Art. 92. O CRAF das armas dos acervos de coleção, tiro desportivo e caça excepcional terá validade de três anos (inciso I do art. 24 do Decreto nº 11.615/2023). 

Parágrafo único. Na hipótese de CRAF anteriormente concedido para colecionador, atirador desportivo ou caçador excepcional, incidirá o prazo de validade estabelecido no caput, contado da data de publicação do Decreto nº 11.615/2023 (parágrafo único do art. 80 do Decreto nº 11.615/2023.)" 

 

Não há falar em direito adquirido contra ato administrativo de autorização para posse e porte de arma de fogo de calibre permitido que, por força de lei, possui natureza precária. 

Ademais, verifica-se que a legislação foi alterada para reduzir o prazo de validade do Certificado de Registro e do Certificado de Registro de Arma de Fogo, que são concedidos por meio de atos discricionários da Administração Pública. Ou seja, temos aqui mera opção do legislador ordinário em reduzir o prazo outrora decenal, não havendo que se falar em abusividade/ilegalidade do ato administrativo questionado, muito menos direito adquirido ao prazo originário, pois se trata de ato administrativo de autorização, que pode ser revogado ou alterado a qualquer tempo. 

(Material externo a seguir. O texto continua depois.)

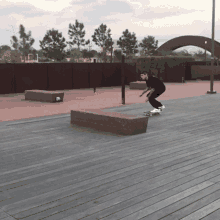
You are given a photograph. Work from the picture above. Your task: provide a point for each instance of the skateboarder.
(157, 87)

Nesse sentido, já decidiu esta Corte Regional: 

 

“AGRAVO DE INSTRUMENTO - MANDADO DE SEGURANÇA - VALIDADE DE CERTIFICADO DE REGISTRO DE ARMA DE FOGO - AUSÊNCIA DE PERICULUM IN MORA - NECESSIDADE DE CONTRADITÓRIO -  RECURSO NÃO PROVIDO. 

1. Nos termos  do art. 7º, III, da Lei nº 12.016/09,  para a suspensão do ato que deu ensejo à impetração do mandado de segurança são necessários a relevância da fundamentação e o risco da ineficácia da medida caso deferida apenas ao final do processo. 

2. O Decreto nº 11.615/23 e a Portaria 166/23 COLOG/C EX reduziram de 10 (dez) para 3 (três) anos o prazo de validade dos certificados de registro de arma de fogo para colecionador, atirador desportivo e caçador excepcional. 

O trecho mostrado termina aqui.